Now test the modified laser by connecting batteries of appropriate voltage to the newly attached wires. If it does't work, try connecting them in the opposite direction. Laser pointers use laser diodes which only take current in one direction.
This mod will allow us to control the brightness of the laser by varying the voltage and current supplied to it.
In the photo below you can see my pointer, with two D-cell batteries attached.
Step 3: Create Transmitter Circuitry
Use the schematic below as a guide in soldering togeather the transmitter circuit. Everything to the left of the laser is the transmitter circuit.
Tape or glue the compents down to a piece of cardboard, or use a breadboard.
Check out the photo of my finished board. I used an 1/8th inch female jack to make connections easier.
To test the circuit, turn up the iPod volume to MAX, play some music with alot of bass, and turn the potentiometer all the way down. The laser dot should appear to pulsate with the music, since this is an amplitude modulated (AM) circuit.
Step 4: Setup the Receiver
Solder long leads onto the phototransistor (or photodiode). Attach these to an 1/8th inch audio jack (a headphones cable is perfect). Plug this into the MIC port on a laptop or PC or other MIC preamp/amp and turn up the gain and volume to a moderate level. Try to mount the whole setup (with room for a magnifying glass) on a sturdy but portable material (like a wooden board).
For this project the GAIN of the amplifier is critical. It must be very high to pick-up slight variations in input signal (light) to pull out the music. Therefore I build a breadboard preamp from RadioShack's 50-in-1 Sensor Lab breadboard kit, which I highly recommend. Check out the photos and schematics from the included book.
Step 5: Give It a Try
Point the laser beam at the photodiode, hit play on the iPod, and listen to any and all noises comming from the amp. Play with the iPod volume and potentiometer positions until music can be heard clearly and without distortion on the recieving side. Then turn up the reciever gain as nessisary.
Try mounting the laser on a tripod and sending music a longer distance. I recently was able to hear Starway to Heaven clearly at a beam distance of a half mile. This was done over a small lake, with an assistant in a canue with a pizza box to help with the aiming.
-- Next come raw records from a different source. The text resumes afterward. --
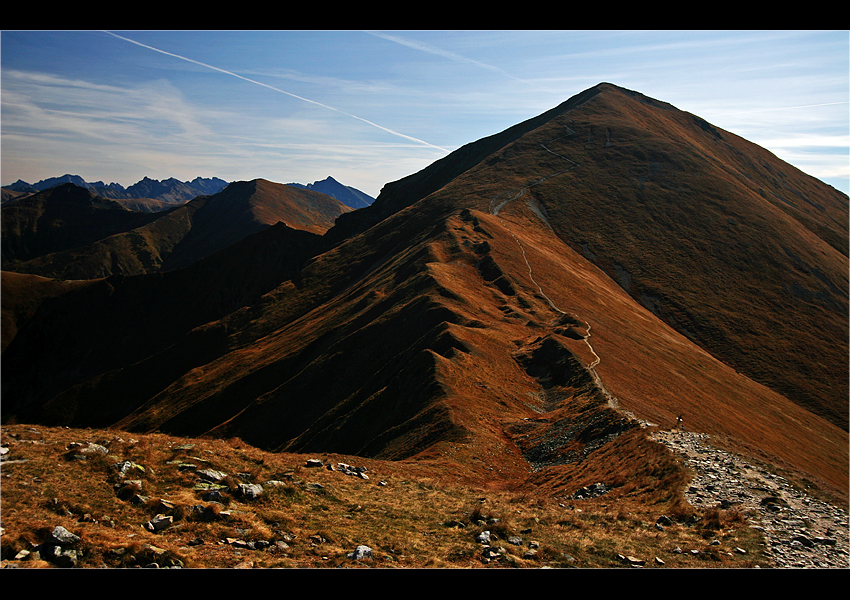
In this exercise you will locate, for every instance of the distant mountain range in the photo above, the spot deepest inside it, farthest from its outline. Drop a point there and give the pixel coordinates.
(153, 195)
(69, 232)
(524, 313)
(346, 194)
(171, 191)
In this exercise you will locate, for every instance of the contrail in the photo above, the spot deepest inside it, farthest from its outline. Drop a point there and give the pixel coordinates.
(447, 54)
(277, 90)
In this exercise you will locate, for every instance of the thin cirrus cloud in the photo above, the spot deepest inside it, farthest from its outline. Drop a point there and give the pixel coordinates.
(276, 89)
Step 6: How Does That Work? and Where Do I Go From Here?
This circuit works using amplitude modulation, exactly like AM radio, except using a visible light wavelength instead of a radio frequency. The audio signal leaves the iPod as a varying voltage which forces a varying current through the laser. Then the laser's varying brightness conveys the musical information. Finaly, the phototransistor varies in resistance as the brightness on it changes. The mic amp applies a small voltage to the phototransistor and amplifies the resulting current.
A problem with this system is that at each step there is a non-linear transfer function, that is, there is distortion that occurs because the brightness changes are not always proportional to the change in voltage applied. See the screenshot below for an example, and listen to the attached audio sample.
The next step in this project would be to use pulses (like fast, computer operated morse code) to convey digital information like text, crystal-clear audio, or even video. One could even network computers with laser beams in a manner similar to fiberoptics but in open air. I will post C code for my transmitting and recieving programs.